By Genevieve Rajewski
Yesterday, The Boston Globe published a short piece by me on an event I’m really excited to be attending tomorrow: a screening of two documentaries about Peruvian food. While Peruvian food sounds off-topic for a blog about local eating, I have long meant to write about one Peruvian dish here because of the role it has played in my (albeit limited) nose-to-tail eating at home.

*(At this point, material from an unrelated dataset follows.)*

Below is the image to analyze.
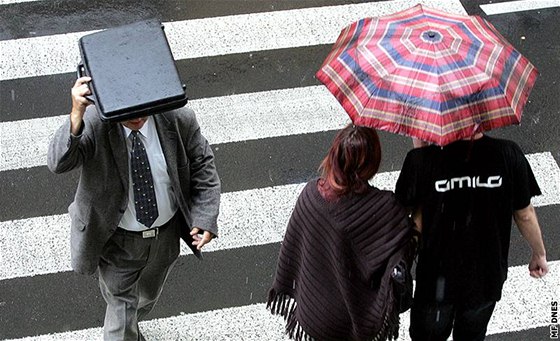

I had hoped joining the meat CSA would encourage Nate and I to eat more than just the popular parts of animals you find everywhere. But so far our offal adventures are off to an awful start. Or rather a non-start: While we’ve been known to eat brain, cockscomb, feet and other offal when it’s prepared by a talented chef, we just haven’t invested much time in learning how to prepare those parts at home. (Bad carnivores, I know.)
The exception to this has been cow heart, which Nate and I snatch up any time we happen to find it. That’s because cow heart is the star ingredient in an amazingly tasty Peruvian dish called anticuchos, in which the beef is marinated and grilled as kebabs.
The first time I tried anticuchos, Nate and I were with his family, celebrating his mom’s birthday at Los Andes, a restaurant in Providence. Anticuchos were the appetizer special, and even Nate’s mom (born in Bolivia, the next-door neighbor to where the dish originates) had not heard of them. We ordered a plate to sample but all agreed not to tell my sister-in-law—who does not eat beef and was in a queasy phase of pregnancy to boot—what the rest of us were snacking on, as we had ordered it while she was away from the table. (Of course, the radio later seemed hell-bent on eliciting some sort of “Tell Tale Heart” confessional outburst—playing a song in which the singer warbled about his corazon over and over again, as we all chewed our beef in increasingly awkward silence.)
That said, the snack was tasty (if occasionally chewy) and now anticuchos are always top of my list to order at places like Machu Picchu in Somerville’s Union Square. Eventually, Nate and I craved anticuchos so much that we wanted to make the dish at home.
Using a cow heart we bought for a dollar from the Chestnut Farms parts bin last winter, Nate followed a recipe he found online, pounding the heart with a meat tenderizer for 15 minutes and marinating the pieces overnight just to make sure the meat was tender through and through. He used aji pepper (about 2 teaspoons) instead of chili pepper and skipped the veggies entirely; the skewers were gobbled up at a family gathering by even the least-adventurous eaters.
Should you want to make anticuchos at home (and you should, because they are so wicked cheap and tasty), you can order cow heart from Stillman’s for pickup at a farmers’ market or at a winter Meat Meet, as well as from Concord Prime & Fish with a week’s notice. (As a non-local last resort, try a supermarket with a more diverse customer base, such as Tropical Foods in Roxbury or some area Market Baskets).
As you prepare anticuchos, I suggest listening to “Rill Rill” by Sleigh Bells. The song has a chorus of “Have a heart, have a heart, have a heart” and, like anticuchos, is a poppy treat from a seemingly edgy source.